Today Germany struggled to sell its bonds. The German 10-year bund yield rose sharply from 1.92% to over 2.06% as it failed to get bids on 35% of its bunds. As reported in GoldCore

This is one of Germany’s worst auctions since the launch of the Euro with the Bundesbank having to pick up nearly 40% of the 6 billion euros on offer.

The German auction in turn led to further weakness in European equity markets. Asian equity indices followed US equities lower after news of a new US bank stress test and then the poor Chinese manufacturing data.

The bond auction in Germany is a disaster. If Germany has to buy its own bonds, it is frightening to think how other European nations, including France, will fare at bond auctions in the coming weeks.

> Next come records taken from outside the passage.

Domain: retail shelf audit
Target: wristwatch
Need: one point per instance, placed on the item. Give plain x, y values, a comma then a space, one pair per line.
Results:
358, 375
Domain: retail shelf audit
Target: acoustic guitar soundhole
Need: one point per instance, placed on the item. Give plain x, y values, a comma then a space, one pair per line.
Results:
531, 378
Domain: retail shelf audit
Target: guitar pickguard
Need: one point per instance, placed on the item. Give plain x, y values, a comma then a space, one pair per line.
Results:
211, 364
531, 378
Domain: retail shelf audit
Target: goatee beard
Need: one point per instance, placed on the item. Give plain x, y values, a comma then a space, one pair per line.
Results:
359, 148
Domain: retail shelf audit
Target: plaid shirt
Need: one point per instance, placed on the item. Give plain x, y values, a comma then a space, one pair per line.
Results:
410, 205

Reuters went on to report that German Bunds performed worse than US T-Notes or UK Glits. Now we know things are bad 😉

If the crisis spirals out of control, some fear that it could reach a magnitude that would hit Germany as well by sending it into a deep recession. On the other hand, any solution to the crisis is likely to involve a higher fiscal bill for Germany.

“It is a complete and utter disaster,” said Marc Ostwald, strategist at Monument Securities in London. “If Germany can only manage a 0.65 cover in actual terms for what is going to be their next benchmark then what hope for everybody else?”

“It really tells you that the Bund yields are at the completely wrong level … never mind that they are a safe haven. There’s certainly a partial element of ‘they (investors)would rather not have euros’ in there.”

Bund futures were last down half-a-point on the day at 136.75. Ten-year yields were 5.8 basis points higher at 1.969 percent, yielding more than U.S. T-notes for the first time since early October.

UK Gilts were also outperforming Bunds with yield premium for holding 10-year British bonds narrowing to its tightest since August at 15 bps.

On an earlier post we reported by Asia beginning to sell off German Bunds.